Uber and Lyft are both good options for cash-free rides to or from the airport and around the city.

Bike and Scooter Shares

In 2016, Portland launched the Biketown bike-share program in partnership with Nike, and now you see the bright orange cycles all over town. There are more than 1,000 bikes at 100 stations. You can pay as you go ($0.08/minute, plus a $5 sign-up fee), by the month ($19), or the year ($99). Visit Biketown’s web site for more info.

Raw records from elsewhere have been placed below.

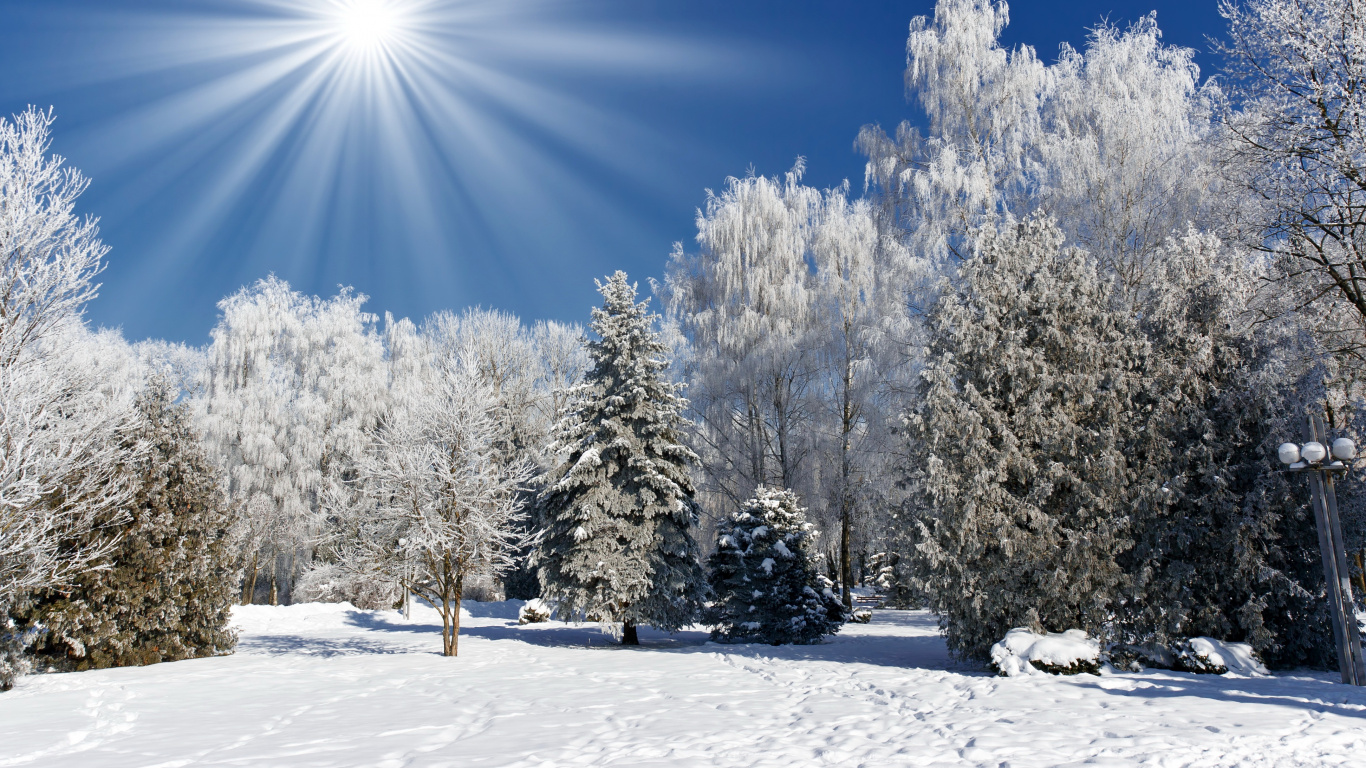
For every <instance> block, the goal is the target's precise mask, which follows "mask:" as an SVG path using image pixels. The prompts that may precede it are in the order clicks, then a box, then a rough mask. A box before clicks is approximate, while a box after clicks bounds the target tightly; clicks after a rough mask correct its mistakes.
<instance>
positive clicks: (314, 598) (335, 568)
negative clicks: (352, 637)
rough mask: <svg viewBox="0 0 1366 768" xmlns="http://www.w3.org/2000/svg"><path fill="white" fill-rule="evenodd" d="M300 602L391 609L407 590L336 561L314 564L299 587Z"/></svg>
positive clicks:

Portland also has a pilot program offering electronic scooter shares from Lime and Spin, and this quick, easy, and cheap way of getting around has been hugely popular.

Car Rentals

Renting a car is a great way to get around Portland, as the most visited parts of city are fairly compact and easy to navigate. Parking isn’t usually much of an issue outside of downtown and the Pearl, which have parking lots where you can pay for a spot if metered parking isn’t available on the street.

Rent a car for a day or a week from national car rental companies like Enterprise, Thrifty, Dollar, Alamo, and Budget. If you need one for less time, check into car-sharing programs like Car2Go and Zipcar, which allow drivers to rent for just a few minutes or by the hour or day.

Tips for Getting Around

Traffic: Portland has had a population explosion in the last several years, and at certain times of day, the roads can’t handle the influx of cars. So don’t be surprised to find traffic backed up throughout the city, especially on the bridges and busy I-5, 205, and 84 during commuting hours. If you’re planning on driving during these roads, it’s always a good idea to check driving apps with live traffic results like Waze before you head out to look at alternate routes.

Parking: Downtown and in The Pearl, parking is always at a premium. There are lots you can pay to park in, but when exploring these neighborhoods, it’s best to do as the locals do and explore on foot or by bike or scooter.